Cheryl Tipp, Wildlife Sounds Curator, writes:
The first commercially available recordings of Japanese birdsong were released by the Japanese Victor Company in 1954. The publications comprised three beautifully designed albums, each containing a set of three double-sided 78rpm discs and an illustrated booklet describing the birdlife that could be heard on these records. For the first time ever, people could listen to sound recordings of the songs and calls of birds that lived on the eastern fringes of the Palearctic region (Europe, north Africa and northern areas of Asia).
These publications include the earliest known wildlife recordings made in Japan, such as the Japanese Scops Owl and the Japanese Paradise Flycatcher.
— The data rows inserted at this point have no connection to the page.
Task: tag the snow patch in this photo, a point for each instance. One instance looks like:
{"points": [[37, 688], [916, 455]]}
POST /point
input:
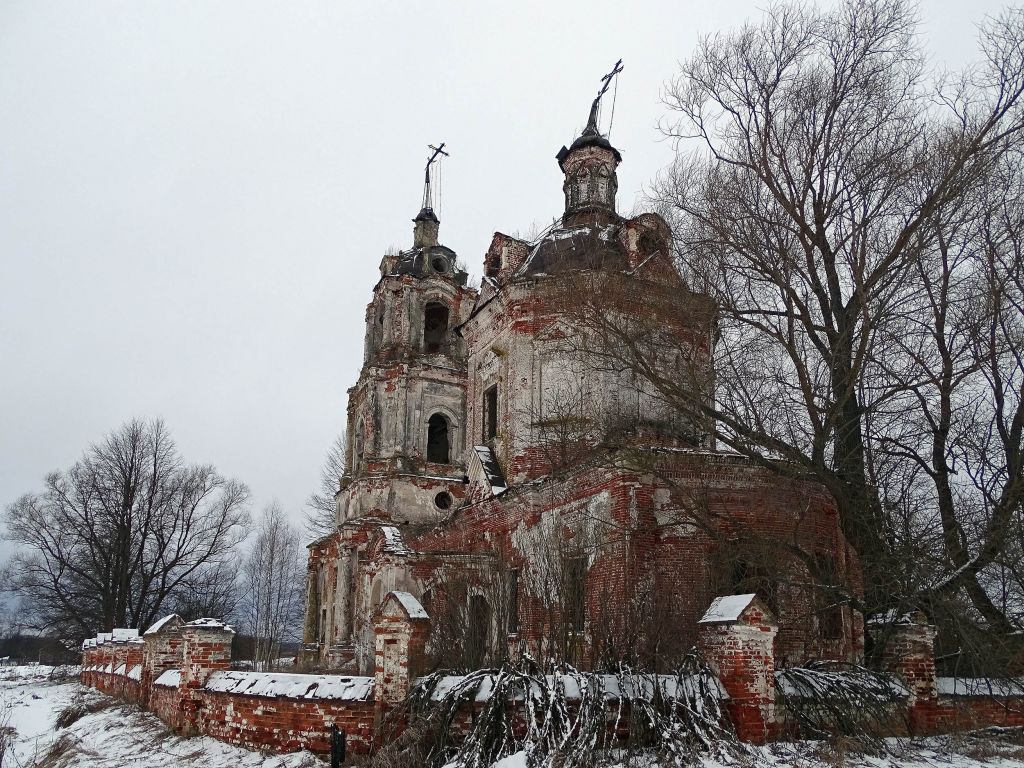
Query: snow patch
{"points": [[611, 687], [160, 624], [170, 679], [727, 608], [958, 686], [413, 606], [393, 543], [333, 687]]}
In addition to individual species recordings, the sets also include dawn chorus recordings featuring a wealth of different birds.
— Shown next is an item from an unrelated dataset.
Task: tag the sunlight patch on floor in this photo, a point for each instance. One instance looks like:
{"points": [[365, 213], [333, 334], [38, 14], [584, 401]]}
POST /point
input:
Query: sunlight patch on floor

The recordings were made by Tsuruhiko Kabaya, a graduate of Tokyo University, and Kasuke Hoshino, manager of the Hoshino Hot Spring Resort. Kabaya had been experimenting with acetate discs before acquiring an early tape recorder in 1951, while Hoshino had begun to study the sounds of birds found in the woodland surrounding his resort. According to Kabaya, the pair came together because he owned a tape recorder while Hoshino had access to a wealth of birds and, crucially, a nearby power supply!
The recordings featured on Japanese Bird Songs vols 1 - 3 are the latest sounds to be added to Early Wildlife Recordings.